My European colleagues recently shared with me an article by the UN Food and Agriculture Organization (FAO) on edible insects, which made me pause and think. I did not know that around 1,000 species of insects are eaten worldwide. And it turns out they’re an excellent source of protein, fats, and micronutrients.

In addition, a recent study by Wageningen University in the Netherlands, examined the greenhouse gas (GHG) and NH3 emissions of five insect species—mealworms, house crickets, locusts, sun beetles, and the Argentinean cockroach—to assess whether they could serve as a more environmentally friendly alternative for the production of animal protein. From the perspective of GHG and NH3 emissions, they could. Given increasing constraints on land, fertilizers, and energy, alternative protein sources sure make sense from both economic and environmental perspectives.

Consider this:

  • In Mexico, chapulines (young grasshoppers) are collected from maize and alfalfa fields.
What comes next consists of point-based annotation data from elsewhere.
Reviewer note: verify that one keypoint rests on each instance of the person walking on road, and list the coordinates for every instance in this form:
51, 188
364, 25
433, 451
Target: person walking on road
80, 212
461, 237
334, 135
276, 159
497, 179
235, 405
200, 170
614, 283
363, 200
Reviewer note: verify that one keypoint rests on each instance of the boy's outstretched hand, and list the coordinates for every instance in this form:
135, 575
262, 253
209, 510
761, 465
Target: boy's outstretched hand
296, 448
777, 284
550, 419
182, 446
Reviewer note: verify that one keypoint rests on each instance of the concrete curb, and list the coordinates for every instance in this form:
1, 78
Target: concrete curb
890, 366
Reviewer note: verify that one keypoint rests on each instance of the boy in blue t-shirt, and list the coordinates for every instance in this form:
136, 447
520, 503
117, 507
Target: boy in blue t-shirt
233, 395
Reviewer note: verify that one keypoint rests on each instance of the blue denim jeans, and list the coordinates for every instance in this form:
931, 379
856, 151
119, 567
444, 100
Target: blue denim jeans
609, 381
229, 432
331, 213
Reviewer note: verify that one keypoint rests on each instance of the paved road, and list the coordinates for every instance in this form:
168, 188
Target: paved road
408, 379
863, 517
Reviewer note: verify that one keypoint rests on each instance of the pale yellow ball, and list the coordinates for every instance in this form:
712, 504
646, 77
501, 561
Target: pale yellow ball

This not only provides communities with a cheap source of protein and supplemental incomes, but it also serves as a form of pest control, helping to prevent crop damage.
  • Researchers are studying the potential of insect protein in livestock feed as an alternative to grain, which is increasingly under pressure. 
  • Insects provide essential ecosystem services such as pollination, dung removal, and pest control. Sustainable harvesting of wild insect populations could help build the case for forest preservation, thus playing a valuable role in conserving biodiversity and the associated ecosystem services.
  • The FAO is taking a closer look at experimental insect breeding to see whether it can be both ecologically and economically sustainable. Perhaps edible insects will be the next wave of farmed species.

Next step for me—if I can get over my Western-biased squeamishness—may just have to be a trip to the Mexican restaurant Oyamel in Washington, D.C., where I’ve read the chapulines are quite tasty.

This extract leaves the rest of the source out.